The Molad report examines the various claims and arrives at three important conclusions. First, there was a marked improvement in Israeli public diplomacy following a scathing report condemning previous efforts by Israel’s State Comptroller in 2007. More centralized control of various government public diplomacy outlets has yielded a more coherent and effective voice. The report utilizes seven criteria (e.g., coordination, crisis management and branding) to challenge “the common perception that the Israel hasbara apparatus is ineffective.” On the contrary, it concludes, “Israel has an elaborate, professional and sophisticated hasbara apparatus.”

The report then moves on to a second conclusion that flies in the face of what we often hear in Jewish communal conversation: that supporters of the Palestinian side belong to a well-oiled, sophisticated and amply funded PR machine.
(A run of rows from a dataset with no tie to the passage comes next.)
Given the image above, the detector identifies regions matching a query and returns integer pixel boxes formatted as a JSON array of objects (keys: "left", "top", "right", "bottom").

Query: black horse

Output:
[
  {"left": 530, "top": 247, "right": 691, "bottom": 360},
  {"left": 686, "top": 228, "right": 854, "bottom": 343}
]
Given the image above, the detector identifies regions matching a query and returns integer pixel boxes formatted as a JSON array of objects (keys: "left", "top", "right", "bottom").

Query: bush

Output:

Using the same seven criteria discussed in the case of Israel, the report points to the absence of a single centralized anti-Israel hasbara operation — not in Iran, not by Hamas, not by the Palestinian Authority nor by the advocates of BDS. Its various organs are poorly coordinated, often excessively shrill in tone, and diffuse in their use of media and branding. The lack of coherence reveals a measure of organizational chaos that helps explain why “Israel earns widespread sympathy in the United States, much more so than Palestinians in general and anti-Israel organizations in particular.”  As a general matter, the report asserts, the anti-Israeli “public diplomacy network can be said to be significantly inferior to Israel’s.”

This leads to a final, powerful, though barely articulated conclusion. To the extent that Israel is the target of international criticism and has a negative image, it is manifestly not the result of failed public diplomacy. It is about Israel’s 46-year occupation of the West Bank, in the absence of which the country’s international standing would not be faltering nor would there be calls for boycott. 
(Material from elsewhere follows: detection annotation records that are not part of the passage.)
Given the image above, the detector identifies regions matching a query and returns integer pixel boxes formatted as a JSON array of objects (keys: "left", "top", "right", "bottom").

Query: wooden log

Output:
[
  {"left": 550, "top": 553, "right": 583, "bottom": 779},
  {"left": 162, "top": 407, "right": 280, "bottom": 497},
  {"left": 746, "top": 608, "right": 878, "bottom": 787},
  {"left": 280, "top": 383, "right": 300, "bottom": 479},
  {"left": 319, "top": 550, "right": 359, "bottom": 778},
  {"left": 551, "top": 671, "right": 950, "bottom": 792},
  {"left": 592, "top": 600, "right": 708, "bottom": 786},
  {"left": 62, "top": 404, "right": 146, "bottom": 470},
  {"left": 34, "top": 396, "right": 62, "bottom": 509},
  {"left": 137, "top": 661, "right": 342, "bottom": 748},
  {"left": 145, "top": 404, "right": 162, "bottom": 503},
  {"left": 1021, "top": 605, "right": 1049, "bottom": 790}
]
Molad’s mission in investigating the claims about Israeli public diplomacy is not to give Israel a bad name, but to do the hard work of distinguishing between ikar and tafel, between what is central and what is peripheral. The organization’s youthful leaders want to save Israel’s body and soul by declaring with Carvillean bluntness: “It’s the occupation, stupid!” Seeing their rare combination of piercing intellect, political realism and future-oriented vision can, at least for a fleeting moment, cure one of a fatalistic certainty regarding the end of the two-state era.  Whether they ultimately turn out to be right, it would be foolhardy not to place a bet on this group of supremely talented and committed young Israelis.


David N. Myers teaches Jewish history at UCLA.